California’s Potemkin Environmentalism

Thursday, May 8th, 2008

Max Schulz looks past the facade of California’s Potemkin Environmentalism:

California’s environmental policies have made it heavily dependent on other states for power; generated some of the highest, business-crippling energy costs in the country; and left it vulnerable to periodic electricity shortages. Its economic growth has occurred not because of, but despite, those policies, which would be disastrous if extended to the rest of the country.

Some history:

Much of California’s heightened environmental awareness dates back to January 1969, when an industrial accident on a Union Oil (now Unocal) drilling rig about five miles off the Santa Barbara coast blew out of control. Over 11 days, the rig spewed more than 3 million gallons of oil over 800 square miles of ocean and along a 35-mile stretch of coastline. The massive spill killed innumerable birds, fish, dolphins, and seals and coated beaches with a six-inch-thick film. Union Oil president Fred Utley’s ham-handed response enraged an already angry public: “I don’t like to call it a disaster,” he said, noting that there had been no loss of human life. “I am amazed at the publicity for the loss of a few birds.”

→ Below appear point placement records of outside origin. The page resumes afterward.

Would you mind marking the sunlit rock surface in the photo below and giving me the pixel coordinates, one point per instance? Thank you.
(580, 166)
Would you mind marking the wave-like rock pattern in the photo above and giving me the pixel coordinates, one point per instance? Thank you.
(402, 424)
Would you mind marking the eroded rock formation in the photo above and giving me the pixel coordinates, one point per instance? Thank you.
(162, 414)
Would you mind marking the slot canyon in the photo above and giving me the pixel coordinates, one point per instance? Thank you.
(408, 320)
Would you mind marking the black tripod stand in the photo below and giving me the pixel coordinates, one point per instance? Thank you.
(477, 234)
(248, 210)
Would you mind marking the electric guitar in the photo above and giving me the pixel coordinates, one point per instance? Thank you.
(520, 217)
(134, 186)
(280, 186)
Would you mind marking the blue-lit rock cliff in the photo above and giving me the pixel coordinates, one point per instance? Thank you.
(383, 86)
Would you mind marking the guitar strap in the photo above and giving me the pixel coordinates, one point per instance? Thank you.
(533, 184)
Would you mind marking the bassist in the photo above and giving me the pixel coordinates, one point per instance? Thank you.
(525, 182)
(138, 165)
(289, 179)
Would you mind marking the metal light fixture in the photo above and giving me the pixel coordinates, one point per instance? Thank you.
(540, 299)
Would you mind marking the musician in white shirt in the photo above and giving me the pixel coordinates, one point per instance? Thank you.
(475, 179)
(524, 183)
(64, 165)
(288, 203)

The concern over “the loss of a few birds” was even more powerful than Utley thought. It’s no exaggeration to say that much of the modern environmental movement emerged from the Santa Barbara oil spill. Wisconsin senator Gaylord Nelson said that he conceived of the first Earth Day because of the accident. A powerful movement to ban offshore drilling sprang up. Environmental advocacy groups formed. A marked hostility to oil companies took hold in the public’s mind. Voters established the California Coastal Commission in a 1972 referendum. And at the federal level, in 1970, President Richard Nixon created the Environmental Protection Agency largely as a response to the spill.

From then on, the environment would be central for California lawmakers and regulators.